ただ、その原因であるかもしれない化け物がいるからそいつも祓って欲しいと言われ、私は村人の後について行った。
少し離れた場所に位置するところにそれはあった。
格子などで厳重に仕切り、外へ出られないようにして2人の少女を座敷牢へと閉じ込めていた。

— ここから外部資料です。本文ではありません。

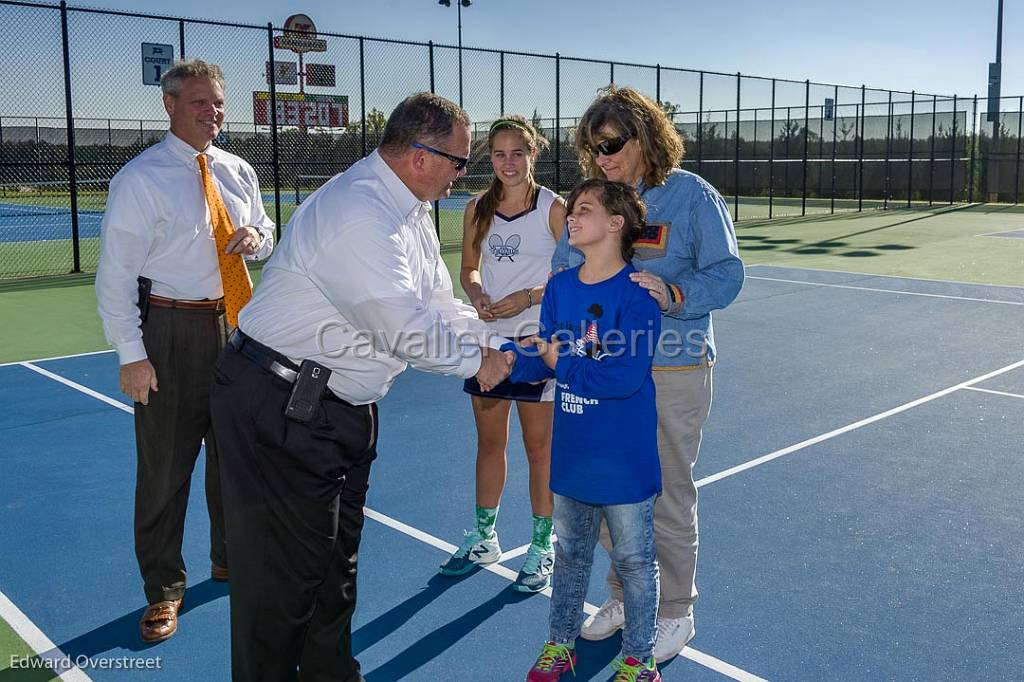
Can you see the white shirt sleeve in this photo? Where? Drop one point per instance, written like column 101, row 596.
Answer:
column 375, row 287
column 260, row 220
column 461, row 315
column 125, row 239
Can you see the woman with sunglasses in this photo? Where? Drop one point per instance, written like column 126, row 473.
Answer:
column 509, row 236
column 688, row 260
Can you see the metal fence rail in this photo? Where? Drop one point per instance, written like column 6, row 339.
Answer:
column 74, row 109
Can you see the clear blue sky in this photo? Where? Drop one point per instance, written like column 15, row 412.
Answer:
column 934, row 46
column 929, row 45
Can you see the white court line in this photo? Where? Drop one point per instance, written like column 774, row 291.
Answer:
column 851, row 427
column 44, row 359
column 39, row 642
column 79, row 387
column 887, row 291
column 989, row 390
column 876, row 274
column 696, row 656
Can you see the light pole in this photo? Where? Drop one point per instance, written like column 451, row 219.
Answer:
column 994, row 91
column 459, row 4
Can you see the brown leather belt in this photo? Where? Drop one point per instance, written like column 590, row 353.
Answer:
column 163, row 302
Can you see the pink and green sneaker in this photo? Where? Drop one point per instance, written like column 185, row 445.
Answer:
column 554, row 659
column 630, row 670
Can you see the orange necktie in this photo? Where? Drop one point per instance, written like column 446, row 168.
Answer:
column 233, row 275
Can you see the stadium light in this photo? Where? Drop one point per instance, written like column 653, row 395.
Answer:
column 459, row 5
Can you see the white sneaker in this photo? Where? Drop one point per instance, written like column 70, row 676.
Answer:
column 475, row 551
column 672, row 636
column 608, row 619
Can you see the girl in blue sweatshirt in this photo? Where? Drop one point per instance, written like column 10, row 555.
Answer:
column 597, row 339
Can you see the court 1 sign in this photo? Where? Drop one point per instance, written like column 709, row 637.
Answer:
column 298, row 109
column 156, row 59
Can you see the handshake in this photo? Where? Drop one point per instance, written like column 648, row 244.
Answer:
column 495, row 367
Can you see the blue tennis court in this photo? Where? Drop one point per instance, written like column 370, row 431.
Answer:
column 860, row 507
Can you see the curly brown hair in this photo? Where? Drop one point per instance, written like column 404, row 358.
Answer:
column 628, row 112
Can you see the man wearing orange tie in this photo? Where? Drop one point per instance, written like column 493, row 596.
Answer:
column 180, row 219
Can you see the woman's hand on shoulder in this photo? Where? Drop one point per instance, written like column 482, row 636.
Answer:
column 655, row 287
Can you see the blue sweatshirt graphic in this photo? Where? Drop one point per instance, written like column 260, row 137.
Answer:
column 604, row 444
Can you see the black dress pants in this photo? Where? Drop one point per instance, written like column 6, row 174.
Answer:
column 181, row 345
column 293, row 504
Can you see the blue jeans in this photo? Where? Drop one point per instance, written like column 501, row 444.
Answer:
column 632, row 527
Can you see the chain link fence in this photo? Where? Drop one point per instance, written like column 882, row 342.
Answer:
column 74, row 108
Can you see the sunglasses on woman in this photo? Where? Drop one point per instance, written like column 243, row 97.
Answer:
column 459, row 162
column 610, row 146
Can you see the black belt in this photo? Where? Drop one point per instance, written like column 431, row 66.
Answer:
column 266, row 357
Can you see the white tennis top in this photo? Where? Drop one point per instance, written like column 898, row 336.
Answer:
column 516, row 255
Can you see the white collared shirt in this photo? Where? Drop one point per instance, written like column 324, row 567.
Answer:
column 157, row 224
column 357, row 284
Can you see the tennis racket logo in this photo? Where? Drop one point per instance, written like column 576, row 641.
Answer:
column 504, row 249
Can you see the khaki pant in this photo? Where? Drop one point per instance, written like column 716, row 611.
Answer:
column 683, row 406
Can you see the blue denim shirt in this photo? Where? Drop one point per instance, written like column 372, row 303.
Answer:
column 689, row 242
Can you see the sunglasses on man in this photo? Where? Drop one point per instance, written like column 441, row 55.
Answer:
column 610, row 146
column 459, row 162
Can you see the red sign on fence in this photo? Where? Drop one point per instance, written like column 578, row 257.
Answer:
column 296, row 109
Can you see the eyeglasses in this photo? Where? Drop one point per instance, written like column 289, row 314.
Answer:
column 610, row 146
column 460, row 162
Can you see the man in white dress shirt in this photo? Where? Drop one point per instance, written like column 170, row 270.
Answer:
column 358, row 287
column 158, row 227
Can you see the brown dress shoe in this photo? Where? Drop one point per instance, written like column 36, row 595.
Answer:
column 160, row 621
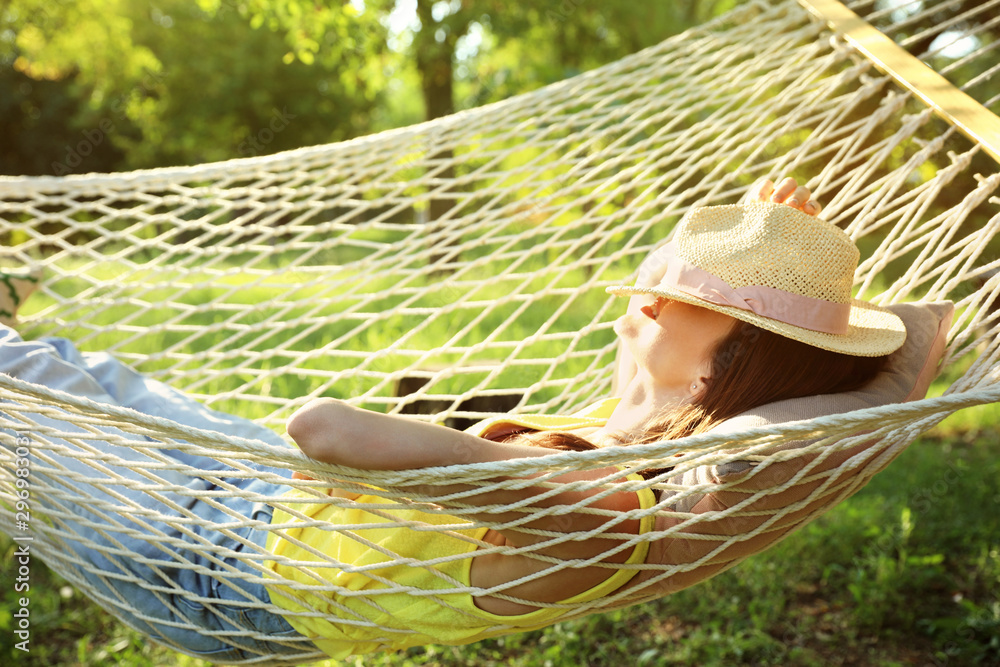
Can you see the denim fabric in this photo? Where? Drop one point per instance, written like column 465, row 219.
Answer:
column 158, row 556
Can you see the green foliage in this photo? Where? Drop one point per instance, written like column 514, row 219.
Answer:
column 905, row 572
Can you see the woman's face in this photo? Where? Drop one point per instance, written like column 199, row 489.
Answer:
column 673, row 341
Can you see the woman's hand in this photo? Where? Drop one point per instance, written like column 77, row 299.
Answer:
column 789, row 192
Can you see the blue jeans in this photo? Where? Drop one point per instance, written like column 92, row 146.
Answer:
column 227, row 609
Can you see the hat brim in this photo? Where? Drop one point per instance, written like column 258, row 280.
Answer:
column 873, row 331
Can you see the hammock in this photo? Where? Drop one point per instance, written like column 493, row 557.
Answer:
column 457, row 268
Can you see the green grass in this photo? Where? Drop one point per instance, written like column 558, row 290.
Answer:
column 905, row 572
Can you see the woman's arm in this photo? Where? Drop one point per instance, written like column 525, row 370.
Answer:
column 334, row 432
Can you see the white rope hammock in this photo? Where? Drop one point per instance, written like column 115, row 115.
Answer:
column 258, row 284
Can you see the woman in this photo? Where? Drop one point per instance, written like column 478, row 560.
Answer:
column 697, row 349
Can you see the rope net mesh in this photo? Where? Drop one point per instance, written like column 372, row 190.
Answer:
column 456, row 269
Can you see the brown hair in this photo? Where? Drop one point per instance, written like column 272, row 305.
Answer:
column 750, row 367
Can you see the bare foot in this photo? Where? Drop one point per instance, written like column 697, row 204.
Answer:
column 16, row 285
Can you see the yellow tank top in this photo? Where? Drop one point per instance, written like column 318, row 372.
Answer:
column 367, row 556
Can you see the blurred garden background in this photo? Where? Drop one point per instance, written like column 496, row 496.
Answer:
column 905, row 573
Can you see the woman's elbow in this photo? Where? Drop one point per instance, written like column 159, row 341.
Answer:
column 309, row 426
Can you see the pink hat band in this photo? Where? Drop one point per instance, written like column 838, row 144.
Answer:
column 776, row 304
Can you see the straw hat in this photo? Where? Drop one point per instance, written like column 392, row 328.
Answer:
column 778, row 268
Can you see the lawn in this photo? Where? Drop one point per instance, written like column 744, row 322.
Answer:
column 905, row 572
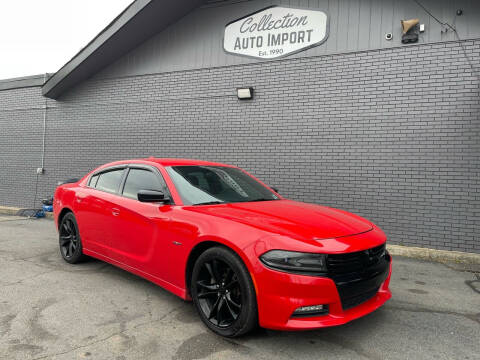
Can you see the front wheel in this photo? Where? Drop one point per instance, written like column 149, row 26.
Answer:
column 69, row 240
column 223, row 293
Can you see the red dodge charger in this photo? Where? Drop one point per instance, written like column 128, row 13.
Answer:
column 214, row 234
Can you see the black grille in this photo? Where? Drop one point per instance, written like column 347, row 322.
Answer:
column 358, row 275
column 354, row 262
column 353, row 301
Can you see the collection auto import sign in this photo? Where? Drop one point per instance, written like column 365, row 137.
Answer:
column 275, row 31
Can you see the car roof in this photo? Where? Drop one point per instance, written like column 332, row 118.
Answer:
column 176, row 162
column 166, row 162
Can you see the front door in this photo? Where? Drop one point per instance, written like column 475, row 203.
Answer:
column 140, row 229
column 95, row 210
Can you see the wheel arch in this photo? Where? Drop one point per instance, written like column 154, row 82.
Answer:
column 63, row 212
column 204, row 245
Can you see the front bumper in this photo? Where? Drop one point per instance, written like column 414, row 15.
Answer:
column 279, row 294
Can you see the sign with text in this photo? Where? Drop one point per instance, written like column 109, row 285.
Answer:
column 275, row 32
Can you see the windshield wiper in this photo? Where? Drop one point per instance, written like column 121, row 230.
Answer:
column 209, row 203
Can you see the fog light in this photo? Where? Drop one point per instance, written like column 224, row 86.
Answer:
column 312, row 310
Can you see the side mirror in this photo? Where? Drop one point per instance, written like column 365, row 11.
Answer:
column 152, row 196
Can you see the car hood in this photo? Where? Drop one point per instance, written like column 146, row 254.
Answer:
column 291, row 218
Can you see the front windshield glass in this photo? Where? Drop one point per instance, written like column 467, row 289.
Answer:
column 200, row 185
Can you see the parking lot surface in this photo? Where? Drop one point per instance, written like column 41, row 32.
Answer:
column 52, row 310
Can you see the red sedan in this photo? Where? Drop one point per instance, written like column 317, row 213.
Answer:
column 214, row 234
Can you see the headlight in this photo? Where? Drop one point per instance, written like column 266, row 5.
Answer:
column 295, row 261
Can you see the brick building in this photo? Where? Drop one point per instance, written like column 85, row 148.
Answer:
column 356, row 121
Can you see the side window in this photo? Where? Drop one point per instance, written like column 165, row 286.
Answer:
column 93, row 181
column 109, row 181
column 140, row 179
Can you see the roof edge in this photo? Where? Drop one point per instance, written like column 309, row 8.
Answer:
column 125, row 16
column 23, row 82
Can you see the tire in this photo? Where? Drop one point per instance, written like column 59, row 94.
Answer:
column 223, row 293
column 69, row 240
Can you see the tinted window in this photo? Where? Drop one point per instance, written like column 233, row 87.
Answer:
column 140, row 179
column 93, row 181
column 206, row 184
column 109, row 181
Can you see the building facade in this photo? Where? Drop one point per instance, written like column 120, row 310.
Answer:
column 387, row 130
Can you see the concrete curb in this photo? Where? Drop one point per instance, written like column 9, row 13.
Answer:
column 6, row 210
column 442, row 256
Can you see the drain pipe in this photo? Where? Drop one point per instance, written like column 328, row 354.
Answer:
column 44, row 127
column 41, row 169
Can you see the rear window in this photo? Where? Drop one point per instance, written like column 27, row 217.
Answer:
column 108, row 181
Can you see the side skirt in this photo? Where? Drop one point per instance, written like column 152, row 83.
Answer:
column 164, row 284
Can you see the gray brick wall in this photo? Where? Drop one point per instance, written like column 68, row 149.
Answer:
column 392, row 135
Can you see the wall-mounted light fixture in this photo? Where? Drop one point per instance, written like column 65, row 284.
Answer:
column 245, row 93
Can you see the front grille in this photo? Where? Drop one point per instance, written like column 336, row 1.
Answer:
column 348, row 303
column 358, row 275
column 354, row 262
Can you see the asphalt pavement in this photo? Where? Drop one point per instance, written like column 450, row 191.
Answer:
column 52, row 310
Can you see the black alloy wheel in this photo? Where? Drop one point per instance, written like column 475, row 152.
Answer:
column 69, row 238
column 223, row 292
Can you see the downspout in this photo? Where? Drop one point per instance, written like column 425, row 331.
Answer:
column 41, row 170
column 44, row 127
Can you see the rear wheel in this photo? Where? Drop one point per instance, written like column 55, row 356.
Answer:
column 223, row 293
column 69, row 240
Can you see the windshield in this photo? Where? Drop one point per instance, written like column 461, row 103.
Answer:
column 201, row 185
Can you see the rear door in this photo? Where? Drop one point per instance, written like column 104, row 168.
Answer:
column 141, row 229
column 95, row 209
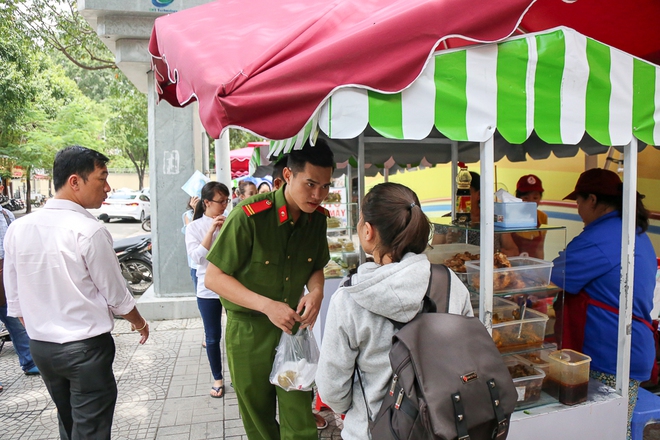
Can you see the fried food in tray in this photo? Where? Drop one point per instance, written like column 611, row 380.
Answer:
column 507, row 338
column 507, row 280
column 457, row 262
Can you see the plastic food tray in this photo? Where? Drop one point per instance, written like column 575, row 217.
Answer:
column 537, row 359
column 525, row 273
column 512, row 334
column 528, row 387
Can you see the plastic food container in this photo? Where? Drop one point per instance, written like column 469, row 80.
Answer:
column 511, row 333
column 525, row 273
column 515, row 215
column 443, row 252
column 569, row 376
column 538, row 359
column 527, row 380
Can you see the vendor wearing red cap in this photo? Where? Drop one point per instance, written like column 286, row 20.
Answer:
column 530, row 189
column 590, row 270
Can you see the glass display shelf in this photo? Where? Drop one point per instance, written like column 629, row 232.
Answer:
column 539, row 292
column 446, row 222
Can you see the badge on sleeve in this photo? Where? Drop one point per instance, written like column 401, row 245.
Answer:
column 254, row 208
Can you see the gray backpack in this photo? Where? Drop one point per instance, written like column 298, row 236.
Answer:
column 448, row 381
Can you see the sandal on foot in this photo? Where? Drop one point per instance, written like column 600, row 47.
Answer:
column 220, row 389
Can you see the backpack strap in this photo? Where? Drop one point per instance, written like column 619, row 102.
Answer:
column 459, row 417
column 436, row 298
column 502, row 422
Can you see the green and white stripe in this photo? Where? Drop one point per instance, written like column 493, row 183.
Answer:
column 558, row 83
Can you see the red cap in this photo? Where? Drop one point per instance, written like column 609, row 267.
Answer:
column 529, row 183
column 597, row 181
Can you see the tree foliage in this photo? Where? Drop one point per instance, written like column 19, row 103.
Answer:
column 57, row 23
column 126, row 131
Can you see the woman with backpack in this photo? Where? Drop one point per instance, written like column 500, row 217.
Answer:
column 358, row 331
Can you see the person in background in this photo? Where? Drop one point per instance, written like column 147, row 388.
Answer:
column 266, row 254
column 246, row 189
column 446, row 234
column 530, row 189
column 278, row 168
column 200, row 234
column 263, row 188
column 187, row 217
column 67, row 293
column 590, row 270
column 17, row 333
column 358, row 331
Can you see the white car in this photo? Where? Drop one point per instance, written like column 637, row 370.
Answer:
column 125, row 205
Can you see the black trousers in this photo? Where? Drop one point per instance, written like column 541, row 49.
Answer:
column 80, row 381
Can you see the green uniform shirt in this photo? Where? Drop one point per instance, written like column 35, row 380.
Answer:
column 267, row 252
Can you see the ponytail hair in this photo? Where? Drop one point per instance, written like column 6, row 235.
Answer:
column 208, row 193
column 395, row 212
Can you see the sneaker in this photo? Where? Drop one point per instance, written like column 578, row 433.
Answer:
column 32, row 371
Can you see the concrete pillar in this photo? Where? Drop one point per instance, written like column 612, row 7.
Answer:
column 172, row 143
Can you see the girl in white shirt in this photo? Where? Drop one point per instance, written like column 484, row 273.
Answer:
column 200, row 235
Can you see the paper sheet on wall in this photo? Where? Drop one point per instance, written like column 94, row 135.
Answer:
column 193, row 187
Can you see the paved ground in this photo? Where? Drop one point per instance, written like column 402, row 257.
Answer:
column 163, row 391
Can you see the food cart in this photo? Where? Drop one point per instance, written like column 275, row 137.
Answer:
column 555, row 90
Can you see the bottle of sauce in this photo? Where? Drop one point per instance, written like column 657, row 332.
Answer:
column 463, row 179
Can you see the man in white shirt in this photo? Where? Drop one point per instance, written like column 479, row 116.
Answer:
column 63, row 281
column 19, row 337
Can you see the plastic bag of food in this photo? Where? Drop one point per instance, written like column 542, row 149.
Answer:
column 296, row 360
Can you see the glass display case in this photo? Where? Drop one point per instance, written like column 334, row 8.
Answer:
column 523, row 316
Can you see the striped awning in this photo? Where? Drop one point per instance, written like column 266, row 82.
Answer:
column 557, row 83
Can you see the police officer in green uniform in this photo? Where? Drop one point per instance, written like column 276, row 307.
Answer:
column 270, row 247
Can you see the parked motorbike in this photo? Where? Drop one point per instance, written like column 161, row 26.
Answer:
column 146, row 224
column 12, row 204
column 134, row 255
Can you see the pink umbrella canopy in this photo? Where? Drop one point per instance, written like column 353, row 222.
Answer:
column 266, row 66
column 240, row 162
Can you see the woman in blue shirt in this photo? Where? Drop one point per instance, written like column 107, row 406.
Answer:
column 591, row 270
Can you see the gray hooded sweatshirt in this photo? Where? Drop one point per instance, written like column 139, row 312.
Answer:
column 357, row 331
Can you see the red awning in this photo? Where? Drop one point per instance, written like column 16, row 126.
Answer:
column 266, row 66
column 240, row 162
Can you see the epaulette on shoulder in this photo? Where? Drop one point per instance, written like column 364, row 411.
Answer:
column 257, row 207
column 323, row 211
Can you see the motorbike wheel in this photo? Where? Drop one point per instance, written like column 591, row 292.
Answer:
column 146, row 224
column 138, row 275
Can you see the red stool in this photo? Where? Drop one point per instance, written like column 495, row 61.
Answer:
column 320, row 406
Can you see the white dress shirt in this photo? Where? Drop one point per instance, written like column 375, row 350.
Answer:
column 62, row 275
column 195, row 233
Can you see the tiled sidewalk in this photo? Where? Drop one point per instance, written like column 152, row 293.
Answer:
column 163, row 391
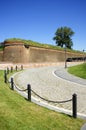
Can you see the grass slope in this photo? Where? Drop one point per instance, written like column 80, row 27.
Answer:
column 78, row 70
column 16, row 113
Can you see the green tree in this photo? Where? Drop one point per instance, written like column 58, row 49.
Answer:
column 63, row 37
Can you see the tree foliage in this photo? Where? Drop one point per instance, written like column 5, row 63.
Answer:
column 63, row 37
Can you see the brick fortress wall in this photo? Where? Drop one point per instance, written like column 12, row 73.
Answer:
column 17, row 52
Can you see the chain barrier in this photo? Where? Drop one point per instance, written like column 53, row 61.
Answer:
column 51, row 100
column 19, row 88
column 29, row 90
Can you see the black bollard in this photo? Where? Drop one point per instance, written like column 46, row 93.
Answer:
column 12, row 84
column 21, row 67
column 7, row 70
column 74, row 101
column 29, row 92
column 5, row 76
column 16, row 68
column 11, row 69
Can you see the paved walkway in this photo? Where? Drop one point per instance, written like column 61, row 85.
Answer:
column 52, row 83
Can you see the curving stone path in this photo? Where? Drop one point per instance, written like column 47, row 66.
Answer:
column 52, row 83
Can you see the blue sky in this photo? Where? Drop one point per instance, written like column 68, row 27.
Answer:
column 38, row 20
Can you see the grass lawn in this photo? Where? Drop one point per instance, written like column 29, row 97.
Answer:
column 78, row 70
column 16, row 113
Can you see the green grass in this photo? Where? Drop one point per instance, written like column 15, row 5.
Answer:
column 16, row 113
column 78, row 70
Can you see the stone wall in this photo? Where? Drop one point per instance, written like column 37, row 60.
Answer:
column 19, row 53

彼女たちの顔を見ると、酷く大怪我を負っていて村人たちに虐待を受けた上に監禁されていることが分かる。
「これは、なんですか?」
純粋に聞いた。
小さな女の子2人は脅え切っていてお互いに身体を寄せ合っている。
こんなになるまで精神的にも肉体的にも痛めつけた理由を、私は知りたかった。
(なにとは?この2人が一連の事件の原因でしょう)
「違います」
(この2人は頭がおかしい。不思議な力で村人を襲うのです)
「事件の原因はもう私が取り除きました)
(私の孫もこの2人に殺されかけたことがあります)
「それはあっちが―――」
(黙りなさい!!化け物め!!)
(あなた達の親もそうだった!!やはり赤子の内に殺しておくべきだった!!)
言葉が―――村人の言葉がうまく聞き取れない。
ただ、彼女たちを罵倒する言葉だけは嫌に鮮明に聞こえる。
今回の事件に彼女たちは関係ない。
関係ないのに、彼らはそうだと決めつける。
彼女たちが化け物だと言うなら、私は一体なんなんだ。
私だって彼女たちと同じ化け物だ。